Electrical characterization of 4H-SiC metal-oxide-semiconductor structure with Al2O3 stacking layers as dielectric
Journal
Applied Physics A
Journal Volume
124
Journal Issue
2
Pages
337-351
Date Issued
2018
Author(s)
P.K.Chang
Abstract
Interface defects and oxide bulk traps conventionally play important roles in the electrical performance of SiC MOS device. Introducing the Al2O3 stack grown by repeated anodization of Al films can notably lower the leakage current in comparison to the SiO2 structure, and enhance the minority carrier response at low frequency when the number of Al2O3 layers increase. In addition, the interface quality is not deteriorated by the stacking of Al2O3 layers because the stacked Al2O3 structure grown by anodization possesses good uniformity. In this work, the capacitance equivalent thickness (CET) of stacking Al2O3 will be up to 19.5 nm and the oxidation process can be carried out at room temperature. For the Al2O3 gate stack with CET 19.5 nm on n-SiC substrate, the leakage current at 2 V is 2.76 × 10−10 A/cm2, the interface trap density at the flatband voltage is 3.01 × 1011 eV−1 cm−2, and the effective breakdown field is 11.8 MV/cm. Frequency dispersion and breakdown characteristics may thus be improved as a result of the reduction in trap density.
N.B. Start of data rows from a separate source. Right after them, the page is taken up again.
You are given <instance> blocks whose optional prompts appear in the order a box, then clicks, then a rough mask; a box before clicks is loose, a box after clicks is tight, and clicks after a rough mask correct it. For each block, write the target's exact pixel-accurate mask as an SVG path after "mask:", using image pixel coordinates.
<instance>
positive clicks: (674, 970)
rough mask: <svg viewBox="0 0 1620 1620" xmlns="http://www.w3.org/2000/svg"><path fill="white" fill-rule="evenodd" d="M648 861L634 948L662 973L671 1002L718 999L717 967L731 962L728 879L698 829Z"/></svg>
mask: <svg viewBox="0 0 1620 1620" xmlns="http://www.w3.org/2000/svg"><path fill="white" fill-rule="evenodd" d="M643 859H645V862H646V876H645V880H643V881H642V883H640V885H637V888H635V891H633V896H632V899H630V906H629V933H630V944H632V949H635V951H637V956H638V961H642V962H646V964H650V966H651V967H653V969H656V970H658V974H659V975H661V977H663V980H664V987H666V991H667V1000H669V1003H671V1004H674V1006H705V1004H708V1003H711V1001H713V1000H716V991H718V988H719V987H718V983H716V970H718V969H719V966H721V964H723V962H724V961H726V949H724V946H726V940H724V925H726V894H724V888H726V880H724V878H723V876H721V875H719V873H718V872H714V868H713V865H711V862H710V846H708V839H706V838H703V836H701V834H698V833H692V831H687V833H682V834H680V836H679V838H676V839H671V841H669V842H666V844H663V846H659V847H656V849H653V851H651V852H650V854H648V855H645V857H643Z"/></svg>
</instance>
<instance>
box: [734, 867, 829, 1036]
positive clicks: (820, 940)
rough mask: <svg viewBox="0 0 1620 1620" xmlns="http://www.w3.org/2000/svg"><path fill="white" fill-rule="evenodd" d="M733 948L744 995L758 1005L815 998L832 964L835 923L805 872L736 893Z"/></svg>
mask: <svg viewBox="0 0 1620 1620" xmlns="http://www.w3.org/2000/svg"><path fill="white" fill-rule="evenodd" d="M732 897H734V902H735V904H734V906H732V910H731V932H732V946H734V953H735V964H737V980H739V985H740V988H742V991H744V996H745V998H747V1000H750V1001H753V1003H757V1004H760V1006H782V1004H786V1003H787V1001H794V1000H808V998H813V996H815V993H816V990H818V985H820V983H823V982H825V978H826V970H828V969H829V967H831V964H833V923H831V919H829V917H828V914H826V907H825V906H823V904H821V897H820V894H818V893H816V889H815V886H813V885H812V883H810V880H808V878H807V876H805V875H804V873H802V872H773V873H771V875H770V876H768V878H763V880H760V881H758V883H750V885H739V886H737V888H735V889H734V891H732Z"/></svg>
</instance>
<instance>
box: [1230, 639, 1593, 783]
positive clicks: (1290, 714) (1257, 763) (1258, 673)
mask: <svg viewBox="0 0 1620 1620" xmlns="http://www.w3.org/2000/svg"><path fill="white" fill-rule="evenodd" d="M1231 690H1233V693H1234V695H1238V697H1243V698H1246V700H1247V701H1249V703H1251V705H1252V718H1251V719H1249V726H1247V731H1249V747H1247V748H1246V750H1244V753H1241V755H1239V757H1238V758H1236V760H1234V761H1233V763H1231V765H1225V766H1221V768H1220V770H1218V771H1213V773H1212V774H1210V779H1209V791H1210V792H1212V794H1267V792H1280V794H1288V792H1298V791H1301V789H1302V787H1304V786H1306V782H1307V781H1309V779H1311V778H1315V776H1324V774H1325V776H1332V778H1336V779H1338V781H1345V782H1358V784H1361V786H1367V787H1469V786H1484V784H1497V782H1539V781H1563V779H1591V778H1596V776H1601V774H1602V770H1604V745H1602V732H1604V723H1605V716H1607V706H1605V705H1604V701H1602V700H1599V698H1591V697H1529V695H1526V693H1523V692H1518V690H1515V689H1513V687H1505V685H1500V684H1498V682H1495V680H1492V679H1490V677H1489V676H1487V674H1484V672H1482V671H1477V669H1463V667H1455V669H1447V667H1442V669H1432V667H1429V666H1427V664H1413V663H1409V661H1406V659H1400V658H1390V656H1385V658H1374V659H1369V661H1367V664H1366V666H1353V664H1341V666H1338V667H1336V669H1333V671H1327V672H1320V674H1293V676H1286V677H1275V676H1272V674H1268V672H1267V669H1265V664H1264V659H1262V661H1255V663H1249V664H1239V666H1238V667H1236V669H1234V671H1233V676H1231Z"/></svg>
The Al2O3 stacking layers are capable of maintaining the leakage current as low as possible even after constant voltage stress test, which will further ameliorate reliability characteristics. © 2018, Springer-Verlag GmbH Germany, part of Springer Nature.
Other Subjects
Capacitance; Interfaces (materials); Leakage currents; Silica; Silicon carbide; Wide band gap semiconductors; Breakdown characteristics; Capacitance-equivalent thickness; Constant voltage stress tests; Electrical characterization; Electrical performance; Interface trap density; Reliability characteristics; Semiconductor structure; Silicon compounds
Type
journal article